- Jawahar Nagar Location in Rajasthan, India Jawahar Nagar Jawahar Nagar (India)
- Coordinates: 27°32′25″N 71°06′51″E﻿ / ﻿27.540195093978546°N 71.11412405416985°E
- Country: India
- State: Rajasthan
- District: Jaisalmer

Government
- • Type: Panchayati Raj (India)
- • Body: Gram Panchayat

Population (2011)
- • Total: 231

Languages: Rajasthani, Marwadi
- • Official: Hindi
- Time zone: UTC+5:30 (IST)
- PIN: 345033
- Vehicle registration: RJ- RJ15

= Jawahar Nagar, Jaisalmer =

Village in Jaisalmer, Rajasthan, India

Jawahar Nagar is a Gram Panchayat in Mohangarh Panchayat Samiti (Block) in Jaisalmer District, Rajasthan, India. It is located approximately 35 km from the Panchayat Samiti headquarters in Mohangarh. Jawahar Nagar is primarily known for its agricultural landscape, supported by a branch distributary of the Indira Gandhi Nahar Project. Mohangarh is the nearest town to Jawahar Nagar, located around 35 km away.

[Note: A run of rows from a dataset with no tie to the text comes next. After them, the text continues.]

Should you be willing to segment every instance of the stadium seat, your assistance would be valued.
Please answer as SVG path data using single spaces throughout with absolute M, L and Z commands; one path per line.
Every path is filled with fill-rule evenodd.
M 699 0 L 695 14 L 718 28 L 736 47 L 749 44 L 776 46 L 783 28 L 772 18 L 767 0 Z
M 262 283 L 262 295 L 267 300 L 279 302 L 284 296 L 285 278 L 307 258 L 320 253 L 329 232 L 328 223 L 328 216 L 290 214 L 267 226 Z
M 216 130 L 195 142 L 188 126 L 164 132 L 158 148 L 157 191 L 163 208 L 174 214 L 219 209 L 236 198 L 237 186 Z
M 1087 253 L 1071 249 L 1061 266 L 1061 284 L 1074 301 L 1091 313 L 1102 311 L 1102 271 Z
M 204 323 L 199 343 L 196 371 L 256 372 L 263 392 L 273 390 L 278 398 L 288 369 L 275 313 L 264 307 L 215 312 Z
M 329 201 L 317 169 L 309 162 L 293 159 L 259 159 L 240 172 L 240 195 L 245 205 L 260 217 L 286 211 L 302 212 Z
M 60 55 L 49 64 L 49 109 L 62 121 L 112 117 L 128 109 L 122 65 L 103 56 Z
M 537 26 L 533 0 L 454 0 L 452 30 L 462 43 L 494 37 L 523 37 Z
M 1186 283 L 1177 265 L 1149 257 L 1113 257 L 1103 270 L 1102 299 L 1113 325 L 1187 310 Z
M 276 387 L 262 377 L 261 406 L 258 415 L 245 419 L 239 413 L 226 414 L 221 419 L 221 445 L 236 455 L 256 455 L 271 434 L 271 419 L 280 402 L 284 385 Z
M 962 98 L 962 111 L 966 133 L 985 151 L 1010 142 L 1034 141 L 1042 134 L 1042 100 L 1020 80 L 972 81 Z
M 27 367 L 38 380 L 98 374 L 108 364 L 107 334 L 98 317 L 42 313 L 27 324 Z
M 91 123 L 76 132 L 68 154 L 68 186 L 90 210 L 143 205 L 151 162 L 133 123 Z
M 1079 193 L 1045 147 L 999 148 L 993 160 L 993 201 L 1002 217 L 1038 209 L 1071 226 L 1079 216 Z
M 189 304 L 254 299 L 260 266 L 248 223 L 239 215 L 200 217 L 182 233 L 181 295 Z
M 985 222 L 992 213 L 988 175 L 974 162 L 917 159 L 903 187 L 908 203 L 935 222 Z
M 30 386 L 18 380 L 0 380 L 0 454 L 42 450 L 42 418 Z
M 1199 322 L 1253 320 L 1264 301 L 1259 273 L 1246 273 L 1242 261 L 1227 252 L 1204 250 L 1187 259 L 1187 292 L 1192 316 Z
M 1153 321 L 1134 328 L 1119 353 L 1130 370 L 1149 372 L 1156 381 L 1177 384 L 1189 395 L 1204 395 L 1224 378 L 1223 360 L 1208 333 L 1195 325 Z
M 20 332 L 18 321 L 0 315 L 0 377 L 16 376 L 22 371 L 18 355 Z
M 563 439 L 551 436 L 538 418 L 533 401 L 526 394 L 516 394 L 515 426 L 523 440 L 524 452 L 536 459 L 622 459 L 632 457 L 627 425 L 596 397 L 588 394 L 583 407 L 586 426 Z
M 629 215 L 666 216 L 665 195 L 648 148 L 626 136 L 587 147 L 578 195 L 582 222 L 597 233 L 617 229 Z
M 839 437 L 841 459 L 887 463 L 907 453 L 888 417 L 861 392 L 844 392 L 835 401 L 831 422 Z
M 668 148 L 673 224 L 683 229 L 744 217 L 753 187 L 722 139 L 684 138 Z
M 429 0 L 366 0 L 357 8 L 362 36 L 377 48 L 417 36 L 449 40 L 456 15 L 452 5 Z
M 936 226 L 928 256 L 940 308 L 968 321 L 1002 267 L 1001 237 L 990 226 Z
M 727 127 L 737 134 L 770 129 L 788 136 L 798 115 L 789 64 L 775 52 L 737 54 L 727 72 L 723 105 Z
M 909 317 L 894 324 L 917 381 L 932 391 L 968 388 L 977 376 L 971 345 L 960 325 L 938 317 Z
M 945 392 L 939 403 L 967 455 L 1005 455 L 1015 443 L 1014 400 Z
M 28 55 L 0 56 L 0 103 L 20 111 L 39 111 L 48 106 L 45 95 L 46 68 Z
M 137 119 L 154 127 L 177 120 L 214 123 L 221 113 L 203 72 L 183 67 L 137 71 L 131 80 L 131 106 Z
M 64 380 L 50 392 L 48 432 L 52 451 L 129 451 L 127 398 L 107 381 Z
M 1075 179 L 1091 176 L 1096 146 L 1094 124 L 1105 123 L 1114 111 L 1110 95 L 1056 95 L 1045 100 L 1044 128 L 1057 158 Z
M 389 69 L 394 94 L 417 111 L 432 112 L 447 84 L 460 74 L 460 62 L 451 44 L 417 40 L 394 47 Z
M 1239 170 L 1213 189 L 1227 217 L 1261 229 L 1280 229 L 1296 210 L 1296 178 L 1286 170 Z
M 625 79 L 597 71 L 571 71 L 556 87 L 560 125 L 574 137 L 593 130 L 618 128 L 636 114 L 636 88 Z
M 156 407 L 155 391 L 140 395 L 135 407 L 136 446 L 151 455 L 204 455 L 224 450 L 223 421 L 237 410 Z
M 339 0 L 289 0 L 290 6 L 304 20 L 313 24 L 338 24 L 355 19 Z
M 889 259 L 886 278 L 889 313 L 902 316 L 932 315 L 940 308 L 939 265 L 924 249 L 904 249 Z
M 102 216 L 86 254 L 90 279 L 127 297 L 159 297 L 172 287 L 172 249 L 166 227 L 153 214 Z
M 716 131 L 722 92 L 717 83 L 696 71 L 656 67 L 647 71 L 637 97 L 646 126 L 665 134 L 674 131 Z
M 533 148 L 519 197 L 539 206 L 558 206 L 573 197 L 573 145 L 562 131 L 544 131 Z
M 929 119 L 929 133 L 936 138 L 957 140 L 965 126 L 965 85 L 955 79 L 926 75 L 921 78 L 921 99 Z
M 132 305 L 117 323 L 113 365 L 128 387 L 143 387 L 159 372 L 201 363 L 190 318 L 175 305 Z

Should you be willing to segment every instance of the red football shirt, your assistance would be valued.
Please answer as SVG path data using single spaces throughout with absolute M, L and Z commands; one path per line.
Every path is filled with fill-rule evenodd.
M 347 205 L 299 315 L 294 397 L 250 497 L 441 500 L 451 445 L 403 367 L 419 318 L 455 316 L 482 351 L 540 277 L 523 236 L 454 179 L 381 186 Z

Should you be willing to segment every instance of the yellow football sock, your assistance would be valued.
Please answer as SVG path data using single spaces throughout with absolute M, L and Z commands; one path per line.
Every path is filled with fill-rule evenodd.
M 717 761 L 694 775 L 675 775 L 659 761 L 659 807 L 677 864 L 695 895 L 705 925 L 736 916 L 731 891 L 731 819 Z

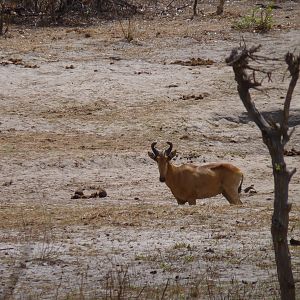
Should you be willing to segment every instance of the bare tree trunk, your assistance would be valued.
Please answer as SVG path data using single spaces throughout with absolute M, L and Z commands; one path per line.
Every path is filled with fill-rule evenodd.
M 224 4 L 225 4 L 225 0 L 219 0 L 219 4 L 217 6 L 217 15 L 222 15 L 224 12 Z
M 291 204 L 288 203 L 290 172 L 284 161 L 284 145 L 280 133 L 276 137 L 267 138 L 269 152 L 272 157 L 274 176 L 274 212 L 272 216 L 271 233 L 277 265 L 277 275 L 280 283 L 281 299 L 295 299 L 295 284 L 291 266 L 291 256 L 288 247 L 287 233 Z
M 4 26 L 4 13 L 3 13 L 4 4 L 3 4 L 3 2 L 0 4 L 0 6 L 1 6 L 1 12 L 0 12 L 0 35 L 3 35 L 3 26 Z
M 51 20 L 53 23 L 56 23 L 55 4 L 56 4 L 56 0 L 50 0 L 49 12 L 50 12 Z
M 197 5 L 198 5 L 198 0 L 194 0 L 194 5 L 193 5 L 193 16 L 197 16 Z
M 275 251 L 275 259 L 277 265 L 277 275 L 280 284 L 281 299 L 295 299 L 295 283 L 293 278 L 291 257 L 287 241 L 289 212 L 291 204 L 288 203 L 289 182 L 296 172 L 296 169 L 288 171 L 284 161 L 284 146 L 289 141 L 291 133 L 288 133 L 288 118 L 292 94 L 299 78 L 300 55 L 295 57 L 291 53 L 287 53 L 285 61 L 291 75 L 291 81 L 286 94 L 282 118 L 279 125 L 272 120 L 266 120 L 256 109 L 255 103 L 251 99 L 249 90 L 261 85 L 255 79 L 255 72 L 261 70 L 249 66 L 249 60 L 265 59 L 255 56 L 258 47 L 242 50 L 233 50 L 230 57 L 226 59 L 227 64 L 233 67 L 235 80 L 238 84 L 239 96 L 248 111 L 249 116 L 256 123 L 262 132 L 264 143 L 267 145 L 272 158 L 273 176 L 275 185 L 274 195 L 274 212 L 272 216 L 271 233 Z M 247 73 L 250 69 L 252 75 Z M 265 71 L 262 71 L 265 72 Z M 267 73 L 270 77 L 271 74 Z

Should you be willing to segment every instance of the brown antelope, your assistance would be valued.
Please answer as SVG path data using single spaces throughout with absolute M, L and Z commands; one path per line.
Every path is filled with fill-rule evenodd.
M 172 151 L 173 144 L 165 151 L 155 148 L 156 142 L 151 144 L 150 158 L 158 164 L 159 180 L 165 182 L 180 205 L 186 202 L 195 205 L 196 199 L 210 198 L 222 194 L 230 204 L 242 204 L 241 192 L 243 173 L 229 163 L 210 163 L 202 166 L 183 164 L 175 166 L 170 163 L 176 155 Z

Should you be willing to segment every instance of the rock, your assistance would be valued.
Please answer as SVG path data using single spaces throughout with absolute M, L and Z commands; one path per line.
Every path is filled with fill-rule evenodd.
M 71 199 L 80 199 L 80 198 L 81 198 L 81 196 L 78 194 L 75 194 L 71 197 Z
M 291 150 L 284 150 L 285 156 L 298 156 L 300 155 L 300 151 L 296 150 L 295 148 L 292 148 Z
M 84 191 L 84 188 L 78 188 L 74 195 L 71 197 L 71 199 L 90 199 L 90 198 L 104 198 L 107 196 L 107 193 L 104 189 L 100 188 L 100 187 L 95 187 L 95 186 L 92 186 L 91 188 L 92 190 L 95 189 L 95 190 L 98 190 L 96 192 L 92 192 L 91 194 L 89 195 L 85 195 L 83 193 Z
M 244 189 L 244 192 L 249 193 L 249 194 L 256 194 L 257 193 L 256 189 L 254 188 L 254 184 L 251 184 L 250 186 L 246 187 Z
M 10 185 L 12 185 L 12 183 L 13 183 L 12 180 L 6 181 L 3 183 L 3 186 L 10 186 Z
M 94 193 L 91 193 L 89 198 L 97 198 L 98 197 L 98 193 L 97 192 L 94 192 Z
M 300 241 L 291 238 L 291 239 L 290 239 L 290 244 L 291 244 L 292 246 L 300 246 Z
M 205 252 L 207 253 L 215 253 L 215 251 L 211 248 L 205 249 Z
M 179 139 L 180 140 L 188 140 L 190 137 L 187 135 L 187 134 L 185 134 L 185 135 L 182 135 Z
M 99 197 L 99 198 L 104 198 L 104 197 L 106 197 L 106 196 L 107 196 L 106 191 L 105 191 L 104 189 L 102 189 L 102 188 L 99 188 L 99 189 L 98 189 L 98 197 Z
M 78 195 L 78 196 L 83 196 L 83 190 L 82 188 L 78 188 L 76 191 L 75 191 L 75 195 Z
M 183 60 L 175 60 L 174 62 L 171 62 L 172 65 L 181 65 L 181 66 L 210 66 L 214 64 L 214 61 L 211 59 L 203 59 L 200 57 L 194 58 L 192 57 L 191 59 L 187 61 Z

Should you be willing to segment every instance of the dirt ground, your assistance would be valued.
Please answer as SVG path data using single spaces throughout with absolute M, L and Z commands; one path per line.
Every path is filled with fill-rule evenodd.
M 266 34 L 231 25 L 254 2 L 215 3 L 89 27 L 11 27 L 0 40 L 1 299 L 276 299 L 268 151 L 224 63 L 243 36 L 262 54 L 300 51 L 300 4 L 273 11 Z M 127 21 L 122 21 L 128 30 Z M 191 59 L 212 64 L 184 65 Z M 278 63 L 279 64 L 279 63 Z M 279 65 L 277 65 L 278 67 Z M 276 120 L 284 64 L 267 93 Z M 266 82 L 265 82 L 266 83 Z M 267 83 L 266 83 L 267 84 Z M 287 149 L 300 150 L 300 84 Z M 229 161 L 242 206 L 220 195 L 178 206 L 147 156 L 172 141 L 175 164 Z M 289 167 L 299 156 L 287 156 Z M 290 184 L 289 239 L 300 239 L 300 173 Z M 72 199 L 106 190 L 105 198 Z M 300 248 L 291 246 L 300 295 Z

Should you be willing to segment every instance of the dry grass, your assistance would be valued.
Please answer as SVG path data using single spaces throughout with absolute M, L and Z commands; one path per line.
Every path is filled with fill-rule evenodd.
M 290 222 L 299 219 L 292 214 Z M 134 203 L 115 206 L 109 203 L 96 205 L 41 205 L 41 204 L 4 204 L 0 206 L 0 228 L 18 229 L 20 227 L 39 228 L 46 224 L 55 223 L 56 227 L 66 225 L 93 225 L 93 226 L 157 226 L 160 222 L 163 227 L 169 227 L 185 220 L 185 225 L 204 225 L 209 220 L 222 220 L 227 216 L 228 223 L 234 223 L 240 230 L 259 229 L 269 224 L 272 214 L 272 205 L 268 207 L 257 205 L 248 207 L 230 207 L 227 205 L 209 205 L 203 203 L 195 208 L 170 205 L 151 205 Z M 221 228 L 221 223 L 210 224 L 214 229 Z

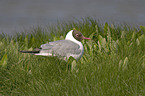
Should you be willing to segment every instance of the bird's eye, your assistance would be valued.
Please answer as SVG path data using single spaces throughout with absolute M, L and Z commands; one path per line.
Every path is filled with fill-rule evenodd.
M 81 35 L 79 35 L 79 34 L 76 34 L 76 36 L 77 36 L 77 37 L 80 37 Z

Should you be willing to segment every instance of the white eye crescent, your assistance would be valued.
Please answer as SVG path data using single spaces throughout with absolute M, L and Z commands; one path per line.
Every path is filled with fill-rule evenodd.
M 79 34 L 76 34 L 77 37 L 79 37 Z

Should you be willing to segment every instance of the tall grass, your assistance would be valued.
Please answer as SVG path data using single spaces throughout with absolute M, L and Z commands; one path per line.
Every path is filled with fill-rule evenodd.
M 84 18 L 48 28 L 0 35 L 0 95 L 145 96 L 145 27 Z M 18 52 L 64 39 L 73 28 L 92 38 L 82 41 L 79 61 Z

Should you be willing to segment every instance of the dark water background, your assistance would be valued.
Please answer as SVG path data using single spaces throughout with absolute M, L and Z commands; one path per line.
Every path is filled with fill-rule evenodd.
M 73 17 L 145 25 L 145 0 L 1 0 L 0 33 L 55 24 Z

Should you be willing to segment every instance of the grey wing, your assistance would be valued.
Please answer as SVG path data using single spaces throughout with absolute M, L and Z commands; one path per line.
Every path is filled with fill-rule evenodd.
M 43 51 L 57 56 L 67 56 L 67 54 L 80 54 L 80 46 L 70 40 L 58 40 L 41 45 Z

The total area of Jawahar Nagar is 847 hectares, as per data from 2009. The village has a population of 231 people living in 50 households. Of the total population, 129 are male and 102 are female. Jawahar Nagar has a lower literacy rate compared to Rajasthan. In 2011, the literacy rate in Jawahar Nagar was 62.80%, while the average for Rajasthan was 66.11%. Male literacy in the village stands at 69.83%, while female literacy is 53.85%.